The Leasowes, Halesowen.

16th November 2011. We are now getting into our long-deferred Sabbatical Leave from playing music & gigs. It’s something we’ve wanted to do for years. No matter how enjoyable some of the gigs are, travelling the length & breadth of the country is increasingly stressful as we get older & older. Anyway! The Sabbatical (it’s meant to last a whole year) has begun; and the first Major Leisure Project we are undertaking actually has nothing to with the nice restful scenes below. No; the Project is to compile a list of all the British Disc Record Companies (and illustrate their labels) from 1898 to circa 1923. (There were some disc records around earlier; but 1898 is generally accepted as the start of ‘disc records as we really know them’.) Two days in front of the PC has given us a very promising start, and naturally, the eventual list will appear (D.V.) elsewhere on this shoddy & disreputable website. However, we are currently enjoying the most glorious weather for November that I can recall; so it seems a pity to waste it. Besides, as it were, one needs to increase the focal length of one’s eyes from time to time. In simpler times, psychologists used to call this ‘Exteriorisation’. If one sits looking at a blank wall (or indeed a PC monitor) for countless hours, one’s spatial awareness can become – impoverished, shall we say? Reality, if I may use such a vague term, lies on the outside: in the landscape, in Nature, in the sky; in birds, animals, plants. To lose touch with Nature is, I think, a very regrettable thing. When you have been concentrating on a PC screen for many hours or even days, it only takes half an hour or so walking in the open air, drinking in the ­space, both metaphorically and literally, for you to start yawning copiously. At least, I usually start yawning. It’s nothing to do with being tired – even if one is actually is physically tired; it’s more a process of exchanging your accumulated confinement for the infinite space outside. As I said, you ‘exteriorise’ yourself by looking at things far away, and accordingly feel refreshed. Or perhaps I’m just a silly old prat that rambles on about obsolete & outmoded ideas? 8^)   Anyway, out we went!

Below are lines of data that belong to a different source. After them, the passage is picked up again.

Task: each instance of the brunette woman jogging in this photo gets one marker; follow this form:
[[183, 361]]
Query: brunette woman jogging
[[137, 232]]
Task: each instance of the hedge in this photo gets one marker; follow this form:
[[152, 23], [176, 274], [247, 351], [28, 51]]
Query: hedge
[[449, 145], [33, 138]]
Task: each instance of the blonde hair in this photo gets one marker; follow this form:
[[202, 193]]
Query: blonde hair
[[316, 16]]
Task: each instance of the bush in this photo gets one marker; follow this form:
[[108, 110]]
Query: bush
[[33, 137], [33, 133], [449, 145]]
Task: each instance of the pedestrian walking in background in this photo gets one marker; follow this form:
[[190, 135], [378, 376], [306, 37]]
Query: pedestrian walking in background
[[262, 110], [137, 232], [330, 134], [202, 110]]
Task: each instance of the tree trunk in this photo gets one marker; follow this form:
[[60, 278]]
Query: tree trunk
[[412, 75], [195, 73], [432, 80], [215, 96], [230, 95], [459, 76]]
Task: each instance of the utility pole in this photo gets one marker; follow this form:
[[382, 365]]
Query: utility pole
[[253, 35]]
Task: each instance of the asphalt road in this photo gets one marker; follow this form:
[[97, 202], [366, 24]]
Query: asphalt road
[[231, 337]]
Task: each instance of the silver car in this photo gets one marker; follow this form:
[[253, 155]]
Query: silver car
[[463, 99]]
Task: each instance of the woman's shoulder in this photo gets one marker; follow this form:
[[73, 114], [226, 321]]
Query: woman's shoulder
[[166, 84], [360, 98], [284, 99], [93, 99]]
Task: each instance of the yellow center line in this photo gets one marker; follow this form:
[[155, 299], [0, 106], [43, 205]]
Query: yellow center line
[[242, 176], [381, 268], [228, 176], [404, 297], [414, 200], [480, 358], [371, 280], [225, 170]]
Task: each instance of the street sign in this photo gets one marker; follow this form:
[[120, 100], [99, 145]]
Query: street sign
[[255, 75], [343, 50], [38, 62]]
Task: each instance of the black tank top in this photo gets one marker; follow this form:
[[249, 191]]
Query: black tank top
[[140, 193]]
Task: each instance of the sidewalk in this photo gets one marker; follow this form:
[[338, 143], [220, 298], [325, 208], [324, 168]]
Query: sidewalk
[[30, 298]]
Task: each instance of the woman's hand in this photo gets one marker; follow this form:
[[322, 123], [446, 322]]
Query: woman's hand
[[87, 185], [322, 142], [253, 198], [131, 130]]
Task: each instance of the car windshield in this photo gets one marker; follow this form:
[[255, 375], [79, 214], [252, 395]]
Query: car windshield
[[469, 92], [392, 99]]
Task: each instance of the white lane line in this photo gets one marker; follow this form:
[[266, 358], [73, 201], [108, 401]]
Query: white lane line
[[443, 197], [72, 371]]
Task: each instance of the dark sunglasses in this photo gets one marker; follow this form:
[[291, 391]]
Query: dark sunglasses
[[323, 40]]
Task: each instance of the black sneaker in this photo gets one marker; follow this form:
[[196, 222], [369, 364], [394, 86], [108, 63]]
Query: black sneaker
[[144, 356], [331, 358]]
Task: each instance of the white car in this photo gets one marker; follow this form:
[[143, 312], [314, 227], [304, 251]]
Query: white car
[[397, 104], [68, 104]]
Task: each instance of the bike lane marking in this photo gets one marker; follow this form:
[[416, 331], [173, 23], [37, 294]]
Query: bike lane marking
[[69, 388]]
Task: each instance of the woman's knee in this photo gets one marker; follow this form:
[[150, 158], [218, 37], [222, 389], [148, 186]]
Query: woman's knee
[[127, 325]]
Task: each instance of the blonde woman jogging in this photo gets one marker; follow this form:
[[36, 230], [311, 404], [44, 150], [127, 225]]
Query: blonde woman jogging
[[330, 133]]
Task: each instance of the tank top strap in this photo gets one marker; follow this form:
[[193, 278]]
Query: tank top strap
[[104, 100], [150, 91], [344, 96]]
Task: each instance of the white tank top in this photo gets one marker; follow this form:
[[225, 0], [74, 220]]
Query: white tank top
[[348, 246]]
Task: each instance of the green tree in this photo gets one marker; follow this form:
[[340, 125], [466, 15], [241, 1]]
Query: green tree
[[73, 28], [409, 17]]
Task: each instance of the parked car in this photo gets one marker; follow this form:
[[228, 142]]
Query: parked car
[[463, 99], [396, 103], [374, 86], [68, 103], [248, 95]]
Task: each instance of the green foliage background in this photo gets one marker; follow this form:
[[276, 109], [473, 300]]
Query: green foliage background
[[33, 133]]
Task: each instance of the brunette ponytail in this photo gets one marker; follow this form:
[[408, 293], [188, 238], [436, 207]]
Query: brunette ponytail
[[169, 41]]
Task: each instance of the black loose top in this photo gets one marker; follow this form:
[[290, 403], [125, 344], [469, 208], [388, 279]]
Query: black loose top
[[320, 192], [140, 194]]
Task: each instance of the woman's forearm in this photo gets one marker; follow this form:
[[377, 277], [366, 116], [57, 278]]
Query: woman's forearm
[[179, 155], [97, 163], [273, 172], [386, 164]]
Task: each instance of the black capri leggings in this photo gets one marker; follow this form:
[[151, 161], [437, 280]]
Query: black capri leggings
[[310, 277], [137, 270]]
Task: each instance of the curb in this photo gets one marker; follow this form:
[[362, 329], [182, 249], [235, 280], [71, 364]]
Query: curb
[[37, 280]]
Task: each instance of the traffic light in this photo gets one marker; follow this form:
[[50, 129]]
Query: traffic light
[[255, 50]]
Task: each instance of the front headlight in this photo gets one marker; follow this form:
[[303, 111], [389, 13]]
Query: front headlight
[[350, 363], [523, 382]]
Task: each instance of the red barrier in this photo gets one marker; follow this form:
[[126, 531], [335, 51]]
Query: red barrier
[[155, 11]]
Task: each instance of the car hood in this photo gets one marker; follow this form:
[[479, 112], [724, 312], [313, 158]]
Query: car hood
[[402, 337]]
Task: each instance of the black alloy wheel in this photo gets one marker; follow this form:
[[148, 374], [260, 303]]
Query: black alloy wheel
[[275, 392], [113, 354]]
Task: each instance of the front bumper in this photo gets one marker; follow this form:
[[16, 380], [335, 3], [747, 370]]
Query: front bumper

Oh, look! It’s the lake at Leasowes Park, Halesowen. I can’t tell you what ‘Leasowes’ means, but this large and now public park was apparently the grounds of Leasowes House, which belonged to William Shenstone (1714 – 1763). He was a poet, and above all, a pioneer of landscape gardening. After total neglect, a long and extensive restoration work is being carried out by Dudley MBC. Though Halesowen borders the open countryside, resources such as this are extremely important, as a large population of the West Midlands are confined within our huge conurbation, and need very much such parks as this.

We only live about 3 miles from here, and come to Leasowes fairly often. Because of the long, hot dry summer of 2011, we were expecting unusually nice autumn coloured leaves. But the weather has remained so mild, some of the trees aren’t really sure what to do.

While many leaves have fallen, others are still very green.

Here we have a path leading down, near to a small stream which flows along a little valley. We took a sample of water from it, and examined it for the presence of diatoms. Perhaps we have neglected to tell you, but looking for diatoms in rivers, ponds and streams is now one of our new hobbies, as more leisure time has gradually become available to us. These days, the abundance and diversity of diatom species has come to be a simple and quick way of evaluating the purity of ponds and watercourses. Of course, the more pure the water is, the more species there are, and the more abundant each species is. It’s early days for us yet in this revival of an interest which dates back to our schooldays. As yet, we have no camera or imaging device to attach to our battered old microscope. Eventually though, you may be bored with images of diatoms on these pages! There are apparently about 2,500 species of diatoms in the British Isles. So far, many of them look the same to me. Diatoms are tiny plants, generally about 100 microns or so (one tenth of a millimetre) long, though some are much larger & some smaller. They have two-part ‘shells’ or frustules as they are properly called. These frustules are apparently made of silica, in effect glass. How a microscopic plant, relying on chlorophyll for photosynthesis, can possibly make a shell for itself out of glass is quite beyond me at the moment. There were very few diatoms in the sample. But this stream is well shaded, and plants rely on light. And the days, however bright they may be, are very short at the moment. Or perhaps the stream is very polluted? Who knows?